Strings starting with + are parsed as a list

Question

Strings starting with + are parsed as a list

amorison opened this issue 5 years ago · 24 comments

I have a file formatted this way

&iostuff
output_folder = +out
/

When parsed, ['iostuff']['output_folder'] equals ['+', 'out']. I guess this is done so that if the variable out is defined somewhere else, this list is replaced by the corresponding numerical value. But if it isn't defined, the string '+out' should be returned instead. Maybe a simple solution would be having a way to tell f90nml that some variables are strings and should be considered as such.

Answer 1 · 2019-10-27T11:48:51.000Z

I think it's just a straight-up bug. The tokenizer, which was originally written for Fortran parsing, is splitting +out into + and out, but it may well be that + has no special significance in namelists.

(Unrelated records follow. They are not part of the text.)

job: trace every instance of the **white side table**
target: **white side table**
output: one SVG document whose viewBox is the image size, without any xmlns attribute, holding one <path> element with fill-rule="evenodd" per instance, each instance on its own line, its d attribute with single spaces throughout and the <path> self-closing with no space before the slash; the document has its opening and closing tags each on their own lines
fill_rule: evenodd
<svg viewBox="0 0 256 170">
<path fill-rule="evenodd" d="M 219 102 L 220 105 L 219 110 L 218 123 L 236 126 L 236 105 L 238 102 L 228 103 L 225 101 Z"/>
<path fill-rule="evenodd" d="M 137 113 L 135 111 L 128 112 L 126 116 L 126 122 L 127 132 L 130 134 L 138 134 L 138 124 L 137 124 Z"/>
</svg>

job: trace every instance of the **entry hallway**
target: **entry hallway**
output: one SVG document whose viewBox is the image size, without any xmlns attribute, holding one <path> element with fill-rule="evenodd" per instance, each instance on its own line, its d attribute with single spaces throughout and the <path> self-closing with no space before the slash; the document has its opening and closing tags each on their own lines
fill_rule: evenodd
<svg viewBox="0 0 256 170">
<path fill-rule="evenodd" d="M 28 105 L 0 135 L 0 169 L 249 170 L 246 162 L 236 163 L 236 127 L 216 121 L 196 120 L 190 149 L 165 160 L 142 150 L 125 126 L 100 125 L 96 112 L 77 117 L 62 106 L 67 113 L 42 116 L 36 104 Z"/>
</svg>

Either one would need to double back and combine these tokens, or just treat + as equivalent to an alphanumeric character.

You can always replace +out with '+out', but I'm guessing that you're dealing with a legacy namelist and may have too many instances of this to replace.

Answer 2 · 2019-10-27T11:52:31.000Z

I'm guessing that you're dealing with a legacy namelist and may have too many instances of this to replace.

Yes... It's actually an automatically generated namelist, and for some reason various fortran compilers do not print namelists in the same format...

If you have a raw idea of where I should look at in the code, I could try and write a PR.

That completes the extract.